Statistical Analysis
Where appropriate, data were analyzed by one-way analysis of variance or Student's t-test, and are presented as means ± SEM.
Results
Trophoblast Invasion and Motility Induced by dNK Cell CM Does Not Differ between Normal and High RI Pregnancies
It has been previously demonstrated that dNK-secreted factors induce EVT migration and invasion,15,33 key steps in the recruitment of EVT to the spiral arteries. Because high uterine artery RI in the first trimester may be used as a proxy measure of the extent to which remodeling of the spiral arteries has occurred,24 and is associated with a higher risk of preeclampsia,25 we isolated dNK cells from normal and high uterine artery RI first-trimester terminations of pregnancy. We then examined the effects of dNK cell–secreted factors from individual patients on the invasion of the extravillous trophoblast cell line, SGHPL-4. In a spheroid invasion assay, the length and number of invasive processes formed in response to dNK CM were measured (Figure 1A). Significantly more invasive processes were formed in response to both normal and high RI dNK cell CM compared with control (control, 12.79 ± 1.3; normal RI, 21.5 ± 1.7; high RI, 23.8 ± 1.9; P < 0.01) (Figure 1B). However, there was no difference in number of invasive processes between SGHPL-4 spheroids stimulated with high or normal RI dNK cell CM. The average length of invasive processes did not differ between control media and dNK cell CM (control, 91.78 ± 15.6 μm; normal RI, 129.4 ± 13.06 μm; high RI, 109.8 ± 8.9 μm) (Figure 1C).
A chemotaxis assay was used to measure motility and chemotaxis of SGHPL-4 cells in response to dNK cell CM. Motility of SGHPL-4 was not significantly different when stimulated with normal (n = 8) or high (n = 7) RI dNK CM (normal RI, 613.3 ± 36.19; high RI, 545 ± 25.46) (Figure 1D).
Trophoblast Chemotaxis Is Not Induced by dNK Isolated from High RI Pregnancies
Chemotaxis toward dNK cell CM was examined using high (n = 7) and normal (n = 8) RI dNK CM as a chemoattractant. When cells are undergoing nondirected movement, the expected movement toward a chemoattractant is 50% of cells. When normal RI dNK CM was used as a stimulus, 65.18% ± 2.4% of SGHPL-4 cells were chemoattracted to the CM. This was significantly more chemotactic to SGHPL-4 cells than high RI dNK cell CM, because 49.46% ± 1.7% of SGHPL-4 cells migrated toward high RI dNK CM (P < 0.001) (Figure 2A).
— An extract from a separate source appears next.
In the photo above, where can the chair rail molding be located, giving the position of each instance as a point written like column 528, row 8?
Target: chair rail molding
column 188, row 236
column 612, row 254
Extravillous Trophoblast Outgrowth Induced by dNK Is Reduced in High-Resistance Pregnancies
To further examine differences in trophoblast responses to normal (n = 15) and high (n = 10) RI dNK cell–secreted factors, extravillous trophoblast outgrowth from villous placental explant tissue cultured in the presence of dNK CM for 48 hours was examined (n = 9). This experiment was conducted to determine whether primary trophoblasts also responded to normal and high RI dNK cell CM differentially, and because outgrowth of primary EVT over Matrigel requires a combination of both invasion through Matrigel and migration. Compared with control media, only normal RI dNK cell CM significantly increased EVT outgrowth at both 24 and 48 hours (24 hours: control, 2.3 ± 0.4-fold; normal, 4.6 ± 0.8-fold; 48 hours: control, 3.7 ± 0.9-fold; normal, 7.5 ± 0.8-fold; P < 0.05) (Figure 2B). High RI dNK cell-conditioned media did not significantly induce explant outgrowth compared with control (24 hours: control, 2.3 ± 0.4-fold; high, 3.0 ± 0.3-fold; 48 hours: control, 3.7 ± 0.9-fold; high, 4.4 ± 0.8-fold) (Figure 2B).
IL-8, IL-6, and CXCL10 Expression by dNK Cells Is Not Different between High and Normal RI Pregnancies
Chemokines that have been previously described as important in controlling trophoblast invasion include IL-8, IL-6, and CXCL10.15,34 Expression of these three chemokines was examined in the dNK cell CM, and expression levels were not found to be significantly different between high and normal RI dNK cell CM [IL-8: normal RI dNK cell, 3655 ± 618 pg/mL; high RI dNK cell, 2868 ± 520 pg/mL (P = 0.338); IL-6: normal RI dNK cell, 242.7 ± 87 pg/mL; high RI dNK cell, 229.9 ± 40.27 pg/mL (P = 0.89); CXCL10: normal RI dNK cell CM, 23.8 ± 5 pg/mL; high RI dNK cell CM, 20.02 ± 6.2 pg/mL (P = 0.635)] (Figure 3).
CM from Normal RI dNK Cells Phosphorylates ERK1/2 and Aktser473 to a Greater Extent than CM from High RI dNK Cells
Because the three chemokines, IL-8, IL-6, and CXCL10, showed no difference in expression between normal and high RI dNK cell CM, to examine the mechanisms of reduced trophoblast chemotaxis and EVT outgrowth from villous tissue explants in response to high RI dNK cell CM, the signaling pathways in trophoblast downstream of dNK cell-secreted factors binding to trophoblast receptors were examined. Common signaling pathways previously demonstrated to be important in motility of SGHPL-4 cells include activation of the classic mitogen-activated protein kinase signaling pathway (p42/44 MAPK, or ERK1/2) and the phosphatidylinositol 3-kinase (PI3K)-Akt signaling pathway, which have both also been demonstrated to be important in invasion and motility in other trophoblast models.35,36 SGHPL-4 cells were incubated with dNK CM from normal and high RI pregnancies (n = 8) for 4 hours, and phosphorylation of ERK1/2 and Aktser473 (serine 473) was assessed by using Western blot analysis (Figure 4). SGHPL-4 cells incubated with high RI dNK CM were found to display 1.3-fold lower ERK1/2 phosphorylation (P < 0.05) and 2.5-fold lower Aktser473 phosphorylation (P < 0.01) compared with SGHPL-4 cells incubated with normal RI dNK CM.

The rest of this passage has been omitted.